Chi è come il Signore, nostro Dio,
che siede nell’alto
e si china a guardare
sui cieli e sulla terra? R.
Solleva dalla polvere il debole,
dall’immondizia rialza il povero,
per farlo sedere tra i prìncipi,
tra i prìncipi del suo popolo. R.
Seconda Lettura
Si facciano preghiere per tutti gli uomini a Dio il quale vuole che tutti gli uomini siano salvati.
Dalla prima lettera di san Paolo apostolo a Timòteo
1 Tm 2,1-8
Figlio mio, raccomando, prima di tutto, che si facciano domande, suppliche, preghiere e ringraziamenti per tutti gli uomini, per i re e per tutti quelli che stanno al potere, perché possiamo condurre una vita calma e tranquilla, dignitosa e dedicata a Dio.
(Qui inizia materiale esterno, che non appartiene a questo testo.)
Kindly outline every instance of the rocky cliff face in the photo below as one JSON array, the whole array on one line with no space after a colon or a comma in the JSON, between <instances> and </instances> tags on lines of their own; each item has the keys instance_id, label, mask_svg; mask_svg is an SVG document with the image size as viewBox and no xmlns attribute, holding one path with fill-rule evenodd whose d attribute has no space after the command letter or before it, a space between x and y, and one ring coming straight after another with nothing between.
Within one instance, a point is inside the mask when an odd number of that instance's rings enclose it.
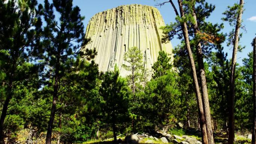
<instances>
[{"instance_id":1,"label":"rocky cliff face","mask_svg":"<svg viewBox=\"0 0 256 144\"><path fill-rule=\"evenodd\" d=\"M100 71L112 70L116 64L124 76L128 73L122 68L124 54L129 48L137 46L143 54L146 67L151 69L159 51L171 53L171 43L161 42L162 33L159 28L164 25L159 11L153 7L119 6L91 19L85 37L91 40L85 48L96 48L98 55L94 60Z\"/></svg>"}]
</instances>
Questa è cosa bella e gradita al cospetto di Dio, nostro salvatore, il quale vuole che tutti gli uomini siano salvati e giungano alla conoscenza della verità.
Uno solo, infatti, è Dio e uno solo anche il mediatore fra Dio e gli uomini, l’uomo Cristo Gesù, che ha dato se stesso in riscatto per tutti. Questa testimonianza egli l’ha data nei tempi stabiliti, e di essa io sono stato fatto messaggero e apostolo – dico la verità, non mentisco –, maestro dei pagani nella fede e nella verità.
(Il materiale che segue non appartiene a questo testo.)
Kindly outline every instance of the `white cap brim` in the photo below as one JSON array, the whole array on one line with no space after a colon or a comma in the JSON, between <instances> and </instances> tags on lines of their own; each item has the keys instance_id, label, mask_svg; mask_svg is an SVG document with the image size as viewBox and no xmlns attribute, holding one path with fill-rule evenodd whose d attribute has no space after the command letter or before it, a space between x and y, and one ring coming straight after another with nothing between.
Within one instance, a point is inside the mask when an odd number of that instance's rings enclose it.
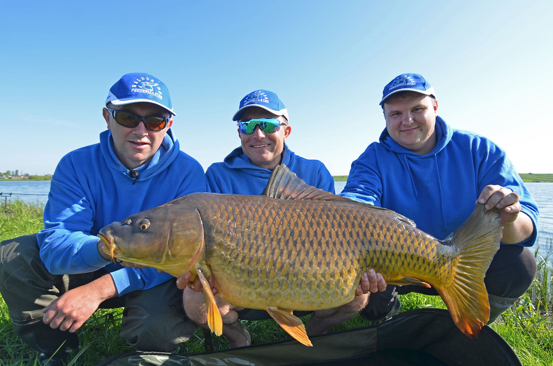
<instances>
[{"instance_id":1,"label":"white cap brim","mask_svg":"<svg viewBox=\"0 0 553 366\"><path fill-rule=\"evenodd\" d=\"M388 95L382 98L380 102L378 103L379 106L382 106L384 101L390 97L390 96L395 94L396 93L399 93L400 91L414 91L415 93L419 93L419 94L424 94L425 95L433 95L434 98L436 98L436 92L434 91L434 88L431 86L429 87L426 90L422 91L420 89L411 89L410 88L404 88L403 89L398 89L397 90L394 90L394 91L389 93Z\"/></svg>"},{"instance_id":2,"label":"white cap brim","mask_svg":"<svg viewBox=\"0 0 553 366\"><path fill-rule=\"evenodd\" d=\"M244 111L244 109L251 108L252 107L257 107L258 108L264 109L265 111L268 111L273 114L275 114L276 116L284 116L285 117L286 117L286 120L289 121L289 118L288 118L288 110L286 109L285 108L283 109L280 109L280 111L275 111L274 109L272 109L271 108L268 108L265 106L260 106L258 104L248 104L247 106L244 106L243 107L242 107L236 111L236 113L234 113L234 115L232 116L232 121L238 121L238 116L240 114L242 114L242 113Z\"/></svg>"},{"instance_id":3,"label":"white cap brim","mask_svg":"<svg viewBox=\"0 0 553 366\"><path fill-rule=\"evenodd\" d=\"M176 116L175 112L173 112L173 109L170 109L167 108L165 106L164 106L161 103L158 102L155 102L152 100L151 99L147 99L144 98L124 98L122 99L113 99L113 100L110 100L110 97L115 98L115 96L109 92L109 95L107 97L107 99L106 100L106 105L107 105L108 103L111 103L114 106L123 106L126 104L132 104L133 103L140 103L143 102L144 103L152 103L153 104L157 104L160 107L162 107L164 109L165 109L170 113L173 116Z\"/></svg>"}]
</instances>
Voglio dunque che in ogni luogo gli uomini preghino, alzando al cielo mani pure, senza collera e senza contese.
Parola di Dio
Vangelo
Non potete servire Dio e la ricchezza.
Dal Vangelo secondo Luca
Lc 16, 1-13
In quel tempo, Gesù diceva ai discepoli:
«Un uomo ricco aveva un amministratore, e questi fu accusato dinanzi a lui di sperperare i suoi averi. Lo chiamò e gli disse: “Che cosa sento dire di te? Rendi conto della tua amministrazione, perché non potrai più amministrare”.
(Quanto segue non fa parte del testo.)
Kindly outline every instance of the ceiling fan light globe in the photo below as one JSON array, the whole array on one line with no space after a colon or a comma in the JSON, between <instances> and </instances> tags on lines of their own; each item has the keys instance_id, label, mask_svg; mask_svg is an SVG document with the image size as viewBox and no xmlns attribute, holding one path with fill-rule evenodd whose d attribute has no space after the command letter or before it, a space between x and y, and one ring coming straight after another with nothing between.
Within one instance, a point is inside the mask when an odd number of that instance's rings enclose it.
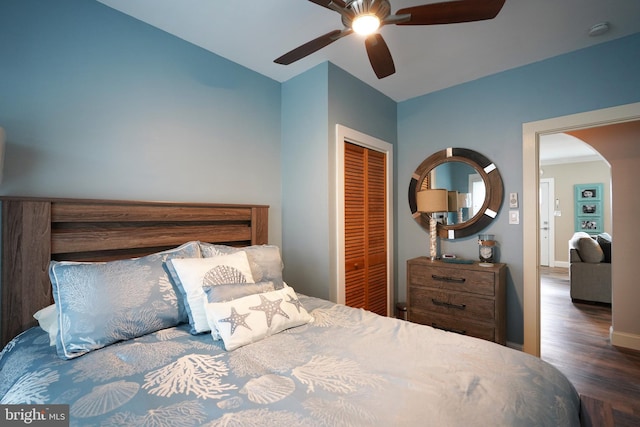
<instances>
[{"instance_id":1,"label":"ceiling fan light globe","mask_svg":"<svg viewBox=\"0 0 640 427\"><path fill-rule=\"evenodd\" d=\"M376 15L360 15L353 20L351 28L360 35L368 36L380 28L380 18Z\"/></svg>"}]
</instances>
L’amministratore disse tra sé: “Che cosa farò, ora che il mio padrone mi toglie l’amministrazione? Zappare, non ne ho la forza; mendicare, mi vergogno. So io che cosa farò perché, quando sarò stato allontanato dall’amministrazione, ci sia qualcuno che mi accolga in casa sua”.
Chiamò uno per uno i debitori del suo padrone e disse al primo: “Tu quanto devi al mio padrone?”. Quello rispose: “Cento barili d’olio”. Gli disse: “Prendi la tua ricevuta, siediti subito e scrivi cinquanta”. Poi disse a un altro: “Tu quanto devi?”. Rispose: “Cento misure di grano”. Gli disse: “Prendi la tua ricevuta e scrivi ottanta”.
Il padrone lodò quell’amministratore disonesto, perché aveva agito con scaltrezza. I figli di questo mondo, infatti, verso i loro pari sono più scaltri dei figli della luce.
Ebbene, io vi dico: fatevi degli amici con la ricchezza disonesta, perché, quando questa verrà a mancare, essi vi accolgano nelle dimore eterne.
Chi è fedele in cose di poco conto, è fedele anche in cose importanti; e chi è disonesto in cose di poco conto, è disonesto anche in cose importanti. Se dunque non siete stati fedeli nella ricchezza disonesta, chi vi affiderà quella vera? E se non siete stati fedeli nella ricchezza altrui, chi vi darà la vostra?
Nessun servitore può servire due padroni, perché o odierà l’uno e amerà l’altro, oppure si affezionerà all’uno e disprezzerà l’altro. Non potete servire Dio e la ricchezza».